Loyola’s male faculty and Brophy students have mentored Miguel in the classroom and beyond in ways that Fuentes-Pholyotin believes she could not have.

“They’ve taught him how to become a young man,” she said.

And while there was some social anxiety about going to school with boys who have apparently unlimited resources, Miguel acclimated well.

“When he started taking math class at Brophy, he said he was scared to death because he thought they would pick on him,” Fuentes-Pholyotin said. “But when he proved he was as smart or smarter than some of them, they gave him respect.”

Donors provide funding

The Loyola boys’ tuition is paid by donors ranging from Ken Kendrick, managing partner of the Arizona Diamondbacks, to individuals looking for tax credits when they give to the Brophy Community Foundation.

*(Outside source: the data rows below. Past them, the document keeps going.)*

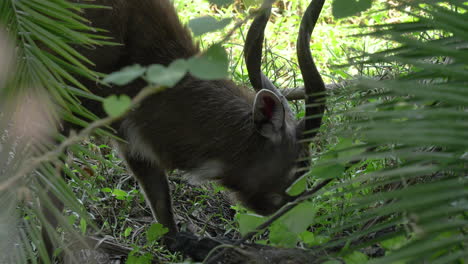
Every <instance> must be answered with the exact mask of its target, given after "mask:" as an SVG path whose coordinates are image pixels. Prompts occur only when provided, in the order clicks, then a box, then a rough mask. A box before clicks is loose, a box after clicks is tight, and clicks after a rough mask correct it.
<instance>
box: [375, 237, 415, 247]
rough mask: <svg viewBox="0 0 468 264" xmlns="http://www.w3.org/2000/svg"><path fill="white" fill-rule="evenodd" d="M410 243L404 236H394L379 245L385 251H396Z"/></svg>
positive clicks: (382, 241)
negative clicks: (406, 244) (394, 250)
mask: <svg viewBox="0 0 468 264" xmlns="http://www.w3.org/2000/svg"><path fill="white" fill-rule="evenodd" d="M409 241H410V239H408V238H407V237H406V236H396V237H393V238H390V239H387V240H385V241H382V242H380V245H381V246H382V247H383V248H384V249H387V250H397V249H399V248H401V247H402V246H403V245H405V244H407V243H408V242H409Z"/></svg>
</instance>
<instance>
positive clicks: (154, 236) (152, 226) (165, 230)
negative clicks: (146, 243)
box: [146, 223, 169, 242]
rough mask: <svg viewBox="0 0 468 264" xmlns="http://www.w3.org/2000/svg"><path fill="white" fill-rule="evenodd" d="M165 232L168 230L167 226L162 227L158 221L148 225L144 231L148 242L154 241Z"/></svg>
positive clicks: (166, 232) (146, 238)
mask: <svg viewBox="0 0 468 264" xmlns="http://www.w3.org/2000/svg"><path fill="white" fill-rule="evenodd" d="M167 232H169V229H168V228H167V227H164V226H163V225H162V224H160V223H154V224H152V225H151V226H150V228H149V229H148V231H146V239H147V240H148V242H154V241H156V240H158V239H160V238H162V237H163V236H164V234H166V233H167Z"/></svg>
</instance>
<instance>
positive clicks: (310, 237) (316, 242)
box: [299, 231, 330, 247]
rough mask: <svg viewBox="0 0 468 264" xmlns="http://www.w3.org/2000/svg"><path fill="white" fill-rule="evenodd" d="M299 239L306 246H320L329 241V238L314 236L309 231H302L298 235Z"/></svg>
mask: <svg viewBox="0 0 468 264" xmlns="http://www.w3.org/2000/svg"><path fill="white" fill-rule="evenodd" d="M299 238H300V239H301V241H302V242H304V243H306V244H307V246H309V247H312V246H320V245H322V244H324V243H326V242H328V241H330V237H329V236H323V235H315V234H314V233H312V232H310V231H304V232H302V233H300V234H299Z"/></svg>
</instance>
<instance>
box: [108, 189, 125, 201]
mask: <svg viewBox="0 0 468 264" xmlns="http://www.w3.org/2000/svg"><path fill="white" fill-rule="evenodd" d="M112 194H113V195H115V198H116V199H118V200H125V198H126V197H127V196H128V193H127V192H126V191H123V190H120V189H114V190H113V191H112Z"/></svg>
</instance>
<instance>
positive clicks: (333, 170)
mask: <svg viewBox="0 0 468 264" xmlns="http://www.w3.org/2000/svg"><path fill="white" fill-rule="evenodd" d="M344 171H345V167H344V166H343V165H341V164H330V165H318V166H315V167H313V168H312V169H311V170H310V172H309V175H310V176H311V177H313V178H314V179H315V178H319V179H320V178H323V179H333V178H337V177H340V176H341V175H343V172H344Z"/></svg>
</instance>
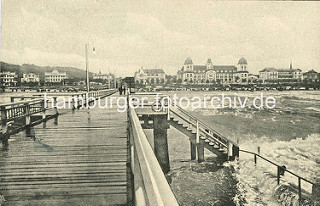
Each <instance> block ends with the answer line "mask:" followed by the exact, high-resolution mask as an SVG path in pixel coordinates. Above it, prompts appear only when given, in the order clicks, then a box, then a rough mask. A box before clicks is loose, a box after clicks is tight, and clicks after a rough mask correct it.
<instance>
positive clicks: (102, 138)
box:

While Loyola has yet to set up an endowment, Krause said the school has been successful in attracting financial support.

“When people walk around our school, they see that our kids are super compelling,” she said. “It’s easy to see where the money goes. And Brophy is a trusted institution.”

Marianne Cracchiolo Mago, president and CEO of the Steele Foundation, said investing in Loyola was an easy decision for her organization. Mago’s father, who founded the foundation, was a first-generation college graduate.

The long-term economic benefits for Arizona in helping low-income kids get into college and then into the state’s workforce are obvious to her foundation’s board, she said.

“I don’t believe any kid in one neighborhood deserves a better education than another in another neighborhood,” Mago said.